My mother-in-law Margie and her sister Posy had the following conversation:
POSY: Let me treat the lunch.
MARGIE: No, we should pay half.
POSY: No, I want to treat.
MARGIE: No, I insist.
This went on for quite a while. The question is NOT how to avoid infinite loops- my solution to that is easy- if someone offers to treat, I say YES and if someone offers to pay 1/2 I say YES, not because I'm cheap, but to avoid infinite loops.
Here is the question. It is not clear if Posy really wanted to treat lunch, or is just being polite. Its not clear if Margie really wants to pay half or is just being polite. SO, is their some protocol where the probability of both getting they DO NOT WANT is small (or both getting what they want is large), and the other one does not find out what they really want. Here is an attempt which does not work.

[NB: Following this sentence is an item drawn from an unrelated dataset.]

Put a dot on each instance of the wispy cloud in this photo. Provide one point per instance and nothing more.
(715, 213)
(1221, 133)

- Margie has a coin. Margies coin is OFFER with prob p, and DO NOT OFFER with prob 1-p. If she really wants to make the offer to treat then p is large, else p is small. Could be p=3/4 or p=1/4 for examples.
- Posy has a similar coin.
- Margie flips, Posy Flips.
- If Margie's coin says OFFER, than make the offer. If not the don't.
- Same with Posy.
In solutions you may offer or point me to we can of course assume access to random coins, and that neither Posy nor Margie can factor or take discrete log.